Charities at risk of being left defenceless in cyber-crime battle

“The Australian Cyber Security Centre (ACSC), which monitors and provides advice on cyber threats, received more than 76,000 reports during the 2021–22 financial year. On average, this equates to a cyberattack every seven minutes. Self-reported losses for one year totalled in excess of $35 billion.” (ACSC Annual Cyber Threat Report, July 2021 to June 2022)

The Australian government is finalising a new cyber security strategy.

The Minister for Home Affairs, Clare O’Neil, outlined the government's intention in a speech to the Australian Financial Review Cyber Summit this week.

Leading into her description of the new cyber security policy, Minister O’Neil said, “Cyber security is the fastest changing national security threat that our country faces... we have an urgent economic and security imperative to make a step change as a country for how we deal with cyber issues.”

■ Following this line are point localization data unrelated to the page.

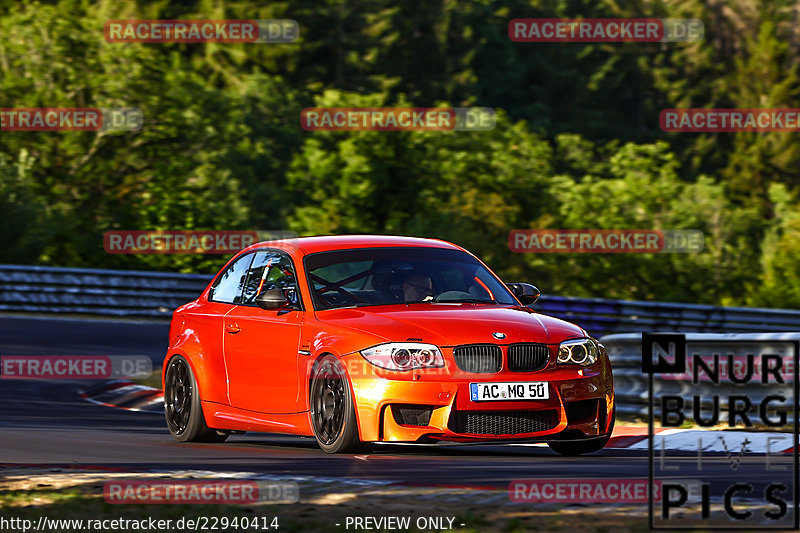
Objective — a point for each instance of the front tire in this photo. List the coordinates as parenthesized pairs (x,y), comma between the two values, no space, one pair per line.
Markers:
(182,407)
(332,410)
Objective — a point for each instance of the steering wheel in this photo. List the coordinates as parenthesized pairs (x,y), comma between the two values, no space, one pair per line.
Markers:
(344,292)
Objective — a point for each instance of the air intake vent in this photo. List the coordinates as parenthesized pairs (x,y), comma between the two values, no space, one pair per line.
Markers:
(528,357)
(478,358)
(502,422)
(412,415)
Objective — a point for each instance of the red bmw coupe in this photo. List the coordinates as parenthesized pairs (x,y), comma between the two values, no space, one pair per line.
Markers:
(363,339)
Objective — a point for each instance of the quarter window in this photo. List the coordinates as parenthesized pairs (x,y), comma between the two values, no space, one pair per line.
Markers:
(228,287)
(270,270)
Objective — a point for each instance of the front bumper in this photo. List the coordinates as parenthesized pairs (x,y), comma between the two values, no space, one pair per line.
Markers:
(435,404)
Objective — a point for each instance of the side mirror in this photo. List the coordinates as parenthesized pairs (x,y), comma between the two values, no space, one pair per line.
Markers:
(272,299)
(525,292)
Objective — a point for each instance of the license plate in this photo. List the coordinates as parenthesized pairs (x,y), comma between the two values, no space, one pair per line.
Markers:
(529,390)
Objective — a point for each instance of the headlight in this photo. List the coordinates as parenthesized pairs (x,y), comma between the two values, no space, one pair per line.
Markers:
(582,352)
(404,356)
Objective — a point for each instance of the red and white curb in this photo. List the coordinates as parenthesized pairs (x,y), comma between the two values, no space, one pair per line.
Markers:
(124,394)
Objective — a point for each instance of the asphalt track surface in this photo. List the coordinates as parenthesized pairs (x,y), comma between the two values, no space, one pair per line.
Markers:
(46,422)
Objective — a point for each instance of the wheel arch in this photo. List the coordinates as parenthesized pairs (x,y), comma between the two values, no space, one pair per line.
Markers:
(316,359)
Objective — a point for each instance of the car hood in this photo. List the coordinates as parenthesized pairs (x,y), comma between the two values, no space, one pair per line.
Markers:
(452,325)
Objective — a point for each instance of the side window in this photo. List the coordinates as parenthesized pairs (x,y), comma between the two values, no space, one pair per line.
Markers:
(270,270)
(228,287)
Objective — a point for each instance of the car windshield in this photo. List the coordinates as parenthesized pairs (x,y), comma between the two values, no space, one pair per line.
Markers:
(387,276)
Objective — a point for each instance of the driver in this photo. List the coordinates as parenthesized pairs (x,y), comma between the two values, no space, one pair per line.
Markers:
(417,287)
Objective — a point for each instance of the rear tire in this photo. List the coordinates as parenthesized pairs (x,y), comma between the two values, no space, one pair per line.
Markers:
(182,407)
(332,410)
(590,446)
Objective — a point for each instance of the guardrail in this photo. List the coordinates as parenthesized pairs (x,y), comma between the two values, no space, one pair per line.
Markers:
(122,293)
(631,386)
(130,293)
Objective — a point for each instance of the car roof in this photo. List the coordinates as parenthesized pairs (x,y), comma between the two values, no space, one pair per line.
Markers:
(310,245)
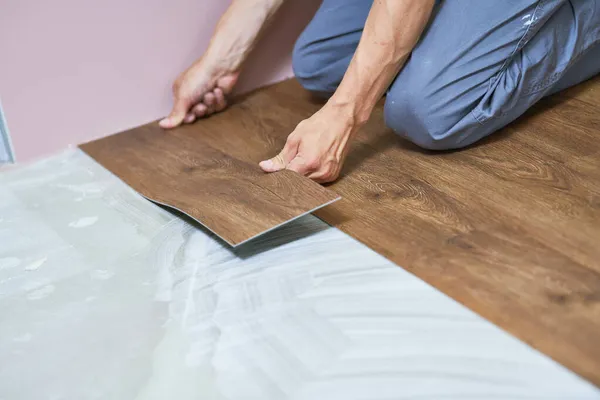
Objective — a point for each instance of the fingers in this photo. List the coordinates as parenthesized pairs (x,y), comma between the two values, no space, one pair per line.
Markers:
(189,118)
(281,161)
(220,102)
(200,110)
(211,103)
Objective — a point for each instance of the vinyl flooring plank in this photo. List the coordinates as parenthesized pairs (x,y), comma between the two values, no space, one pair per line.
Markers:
(210,172)
(509,227)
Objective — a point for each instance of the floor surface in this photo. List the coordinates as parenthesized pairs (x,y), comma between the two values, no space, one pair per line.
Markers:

The new Cyber Security Strategy will include six "shields" across the following areas:

• Cyber security awareness – community and business
• Safe technology – cyber safe products (software, phones etc)
• Blocking threats – active national anti-hacking initiatives
• Protecting critical infrastructure – additional protections for some high-risk facilities
• Building cyber capacity – across business and the community
• Global engagement – actively supporting global cyber security initiatives.

Cyber security is now a priority concern for governments and business.

Unfortunately, the same cannot be said for all charities, even though the potential for damaging cyber security hacks in this sector is just as real and pressing.

In a joint Community Council for Australia (CCA) and Australian Council for International Development (ACFID) webinar this week, Lyn Morgain from Oxfam and Doug Taylor from the Smith Family outlined their experiences as CEOs of organisations that had experienced a cyber attack.

Their presentations were made more poignant by the fact that both these charities had invested considerable time and energy ensuring they had good cyber security and systems protections in place before they were attacked.

Between them Oxfam and the Smith Family had to spend hundreds of thousands of dollars addressing the hacks, and both also had to deal with the reputational risk as they made full public disclosures.

The lesson we all learnt listening to Lyn and Doug describe their experiences was that no matter how well prepared you think you are, an attack is a case of when, not if.

Even a small hack could have devastating consequences for an organisation. In some cases, the data held within charities and NFPs is much more sensitive than in many businesses.

David Spriggs, the CEO of Infoxchange, pointed out that according to his organisation's surveys of the sector, Oxfam and the Smith Family were in the top 20% of well-prepared charities and NFPs when it comes to cyber security.

Almost 50% of charities and NFPs do not have multi-factor authentication as standard in protecting access to their systems and devices. The same number do not train their staff in cyber security awareness.

Many charities and NFPs suggest cost is the issue preventing them from putting in place cyber security protection, while others indicate it is simply not their highest priority.

Either way, it seems the sector is a sitting duck for bad actors seeking to disrupt and capitalise on weak cyber security.